Jane Horne, from Fayetteville, N.C., attended the old Winston Preview four consecutive years before it was discontinued and she was “very excited” when she learned of the 2012 event. She cited the drivers’ availability to the fans as the thing she liked most about the Preview. Horne attended the event with her 29-year-old son whom she described as “mentally handicapped.”
“He loves racing,” she continued. “This is his Christmas present. We went to the induction ceremony last night and we’re staying within walking distance of everything. We’re also attending Sunday’s event in the Hall of Honor.”
A combination driver autograph session and NASCAR trade show, the Preview provided familiar faces as well as a glimpse into the future.
Chrissy Wallace, 23, sat beside her 52-year-old father, Mike, and signed autographs. Last year Chrissy won a track championship and the ASA West Region title, six out of 20 races and placed third in the ASA national series. This year she plans to compete in selected events in NASCAR’s truck and Nationwide series and may return to St. Louis to compete in the ASA series again. Chrissy was 14 when the last Winston Preview was held in 2003.
“I didn’t go to it at that time,” recalled Chrissy, who hopes to compete full time in the Nationwide or truck series in 2013. “At that time, I was still in high school and I was playing AAU tournament softball. I was constantly staying busy, so I didn’t get to go to many things with him [her father].”
Yet, she quickly noted NASCAR needed an event like the Preview because it showed the “morale of this sport and how many people will continue to support this place.”
“As an up-and-coming driver and someone who has been involved in this series all my life with my father racing, to see this many people come out and have a huge turnout like this, it’s really cool,” Chrissy said. “There are four, five rows deep of people standing in line to get our autographs. I’m very excited about it.”
Mike Wallace believes the excitement level is back with the Preview and partnering it with the NASCAR Hall of Fame induction was a good idea. He also believes it’s more accommodating for the fans and the competitors to hold it in Charlotte.
“Anything we can do right now should be located and associated around the Hall of Fame,” the veteran driver said. “It’s the history of the sport, the future of the sport and we’re all tied in right here together.”

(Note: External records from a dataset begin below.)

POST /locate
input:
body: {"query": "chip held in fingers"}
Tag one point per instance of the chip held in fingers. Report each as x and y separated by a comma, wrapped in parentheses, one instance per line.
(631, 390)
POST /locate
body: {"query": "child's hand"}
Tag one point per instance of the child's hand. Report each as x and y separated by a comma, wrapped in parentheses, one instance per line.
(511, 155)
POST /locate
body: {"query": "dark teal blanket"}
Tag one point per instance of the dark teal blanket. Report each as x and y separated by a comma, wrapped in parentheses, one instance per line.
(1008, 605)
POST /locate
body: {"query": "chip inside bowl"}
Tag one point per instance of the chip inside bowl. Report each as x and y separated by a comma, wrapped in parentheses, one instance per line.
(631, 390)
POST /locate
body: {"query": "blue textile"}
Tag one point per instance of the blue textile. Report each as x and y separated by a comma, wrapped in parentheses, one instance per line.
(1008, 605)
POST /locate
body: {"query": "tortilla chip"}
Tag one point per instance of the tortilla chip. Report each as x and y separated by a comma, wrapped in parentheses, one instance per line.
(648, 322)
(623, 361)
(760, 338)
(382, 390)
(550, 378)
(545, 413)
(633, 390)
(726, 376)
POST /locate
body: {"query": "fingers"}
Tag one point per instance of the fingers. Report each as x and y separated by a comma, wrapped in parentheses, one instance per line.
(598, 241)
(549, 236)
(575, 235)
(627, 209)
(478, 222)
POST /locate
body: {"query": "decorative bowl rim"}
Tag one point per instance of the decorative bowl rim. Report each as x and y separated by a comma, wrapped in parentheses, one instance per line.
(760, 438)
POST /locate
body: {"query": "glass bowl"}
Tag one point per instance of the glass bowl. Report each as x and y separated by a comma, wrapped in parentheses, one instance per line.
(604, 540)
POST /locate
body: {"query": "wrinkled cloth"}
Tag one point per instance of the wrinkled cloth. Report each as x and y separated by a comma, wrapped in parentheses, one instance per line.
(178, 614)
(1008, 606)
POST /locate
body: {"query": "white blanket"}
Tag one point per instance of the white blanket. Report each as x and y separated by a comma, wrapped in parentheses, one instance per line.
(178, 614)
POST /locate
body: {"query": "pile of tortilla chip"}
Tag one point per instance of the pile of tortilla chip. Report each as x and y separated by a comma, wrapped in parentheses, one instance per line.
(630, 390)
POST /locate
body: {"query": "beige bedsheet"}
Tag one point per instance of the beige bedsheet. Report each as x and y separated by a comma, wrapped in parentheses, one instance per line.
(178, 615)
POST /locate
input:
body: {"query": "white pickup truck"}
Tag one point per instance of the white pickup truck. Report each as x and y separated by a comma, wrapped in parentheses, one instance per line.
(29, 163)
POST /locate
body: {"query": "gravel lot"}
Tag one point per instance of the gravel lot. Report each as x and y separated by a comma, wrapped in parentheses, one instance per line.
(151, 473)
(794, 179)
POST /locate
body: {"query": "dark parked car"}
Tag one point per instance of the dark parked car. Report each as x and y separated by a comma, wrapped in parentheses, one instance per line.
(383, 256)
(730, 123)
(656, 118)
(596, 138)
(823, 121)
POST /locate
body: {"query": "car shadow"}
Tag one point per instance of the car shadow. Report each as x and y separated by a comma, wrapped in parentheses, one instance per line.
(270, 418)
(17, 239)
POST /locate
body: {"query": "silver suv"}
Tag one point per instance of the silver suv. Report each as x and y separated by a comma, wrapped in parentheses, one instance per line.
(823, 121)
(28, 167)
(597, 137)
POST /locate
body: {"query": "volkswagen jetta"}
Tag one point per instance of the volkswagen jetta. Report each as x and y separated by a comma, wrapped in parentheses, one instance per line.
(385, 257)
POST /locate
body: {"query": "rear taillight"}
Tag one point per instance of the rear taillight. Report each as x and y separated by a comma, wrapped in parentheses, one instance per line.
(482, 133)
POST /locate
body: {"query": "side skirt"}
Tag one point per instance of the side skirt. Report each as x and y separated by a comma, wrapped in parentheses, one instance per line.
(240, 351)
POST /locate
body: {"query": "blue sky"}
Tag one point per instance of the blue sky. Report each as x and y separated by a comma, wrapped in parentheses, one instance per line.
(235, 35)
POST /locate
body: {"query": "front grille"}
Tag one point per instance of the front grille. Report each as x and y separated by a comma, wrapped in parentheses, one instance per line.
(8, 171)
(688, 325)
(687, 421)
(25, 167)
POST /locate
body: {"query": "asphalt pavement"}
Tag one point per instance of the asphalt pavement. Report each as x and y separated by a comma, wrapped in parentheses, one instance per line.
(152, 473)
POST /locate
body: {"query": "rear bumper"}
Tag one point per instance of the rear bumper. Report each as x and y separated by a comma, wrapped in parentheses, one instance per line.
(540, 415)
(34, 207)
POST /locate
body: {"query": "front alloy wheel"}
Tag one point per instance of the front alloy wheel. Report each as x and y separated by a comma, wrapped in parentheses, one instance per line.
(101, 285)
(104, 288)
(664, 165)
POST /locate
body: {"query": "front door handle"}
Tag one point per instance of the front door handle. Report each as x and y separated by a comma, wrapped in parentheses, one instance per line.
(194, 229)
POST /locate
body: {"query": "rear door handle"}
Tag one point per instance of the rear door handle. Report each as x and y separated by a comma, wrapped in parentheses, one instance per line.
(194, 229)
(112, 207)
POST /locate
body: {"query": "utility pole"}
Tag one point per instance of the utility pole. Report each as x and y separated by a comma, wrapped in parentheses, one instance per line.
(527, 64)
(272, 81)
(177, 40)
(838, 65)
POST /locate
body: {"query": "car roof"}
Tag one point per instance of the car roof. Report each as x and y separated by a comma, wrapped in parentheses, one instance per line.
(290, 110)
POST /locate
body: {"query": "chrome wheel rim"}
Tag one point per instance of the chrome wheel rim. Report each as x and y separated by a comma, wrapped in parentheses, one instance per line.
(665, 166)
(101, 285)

Wristbands were required to obtain autographs from the top 12 drivers in the 2011 Sprint Cup standings as well as Greg Biffle, Kasey Kahne and Juan Pablo Montoya. More than 40 Cup, Nationwide and truck series drivers were assigned to one of three autograph stations in the main exhibit hall throughout the day.

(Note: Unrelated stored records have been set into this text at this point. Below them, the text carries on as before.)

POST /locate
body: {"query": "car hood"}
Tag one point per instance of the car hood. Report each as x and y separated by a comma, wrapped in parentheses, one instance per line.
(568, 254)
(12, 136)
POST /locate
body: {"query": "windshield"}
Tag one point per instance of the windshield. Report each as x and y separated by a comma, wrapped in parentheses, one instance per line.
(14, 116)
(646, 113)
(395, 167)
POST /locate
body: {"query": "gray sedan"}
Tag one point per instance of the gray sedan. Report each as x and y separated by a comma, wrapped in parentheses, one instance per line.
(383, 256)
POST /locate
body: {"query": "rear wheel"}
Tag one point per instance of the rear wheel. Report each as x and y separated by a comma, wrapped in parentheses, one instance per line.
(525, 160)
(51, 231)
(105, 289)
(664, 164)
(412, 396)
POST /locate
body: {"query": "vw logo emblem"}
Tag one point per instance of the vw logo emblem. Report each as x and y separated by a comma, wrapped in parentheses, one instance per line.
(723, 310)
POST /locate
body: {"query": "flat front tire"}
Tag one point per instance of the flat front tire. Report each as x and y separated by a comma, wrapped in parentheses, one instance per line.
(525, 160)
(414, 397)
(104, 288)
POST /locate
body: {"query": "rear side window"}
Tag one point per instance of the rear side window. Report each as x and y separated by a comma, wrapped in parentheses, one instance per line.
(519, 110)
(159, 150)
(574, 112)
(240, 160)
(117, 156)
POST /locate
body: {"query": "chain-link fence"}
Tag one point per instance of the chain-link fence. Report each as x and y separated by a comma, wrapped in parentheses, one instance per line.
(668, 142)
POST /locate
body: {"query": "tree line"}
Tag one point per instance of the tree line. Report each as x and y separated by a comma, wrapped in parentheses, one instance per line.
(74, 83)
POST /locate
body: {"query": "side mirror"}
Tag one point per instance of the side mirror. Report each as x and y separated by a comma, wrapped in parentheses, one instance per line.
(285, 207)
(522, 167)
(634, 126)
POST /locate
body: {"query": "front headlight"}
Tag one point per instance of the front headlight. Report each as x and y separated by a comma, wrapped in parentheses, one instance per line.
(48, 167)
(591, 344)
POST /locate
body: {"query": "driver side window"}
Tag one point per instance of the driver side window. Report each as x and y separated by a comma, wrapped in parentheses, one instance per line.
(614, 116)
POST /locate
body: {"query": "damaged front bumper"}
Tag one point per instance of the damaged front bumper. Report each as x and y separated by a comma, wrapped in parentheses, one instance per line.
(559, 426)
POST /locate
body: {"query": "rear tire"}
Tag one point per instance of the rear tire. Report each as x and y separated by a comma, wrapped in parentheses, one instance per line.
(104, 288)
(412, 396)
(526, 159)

In the NASCAR Hall of Fame, fans could spend time with the sport’s legends.
Junior Johnson kicked off the festivities at 7 a.m., serving ham and biscuits in the facility’s Great Hall. Throughout the day, fans were able to visit with Ned Jarrett, Richard Petty, Bud Moore, Bobby Allison and Darrell Waltrip. The day concluded with an “Evening of Living History”. Bobby and Donnie Allison and Cale Yarborough talked about the 1979 Daytona 500, which catapulted the sport into the national spotlight. Darrell Waltrip and former crew chief Jeff Hammond were paired for a discussion as were Jarrett and his former car owner Bondy Long. Johnson and his biographer, veteran motorsports journalist Tom Higgins, were at the moonshine still exhibit, while Glen and Leonard Wood were at the No. 21 Ford. Dale Inman and Moore were near the Inspection exhibit.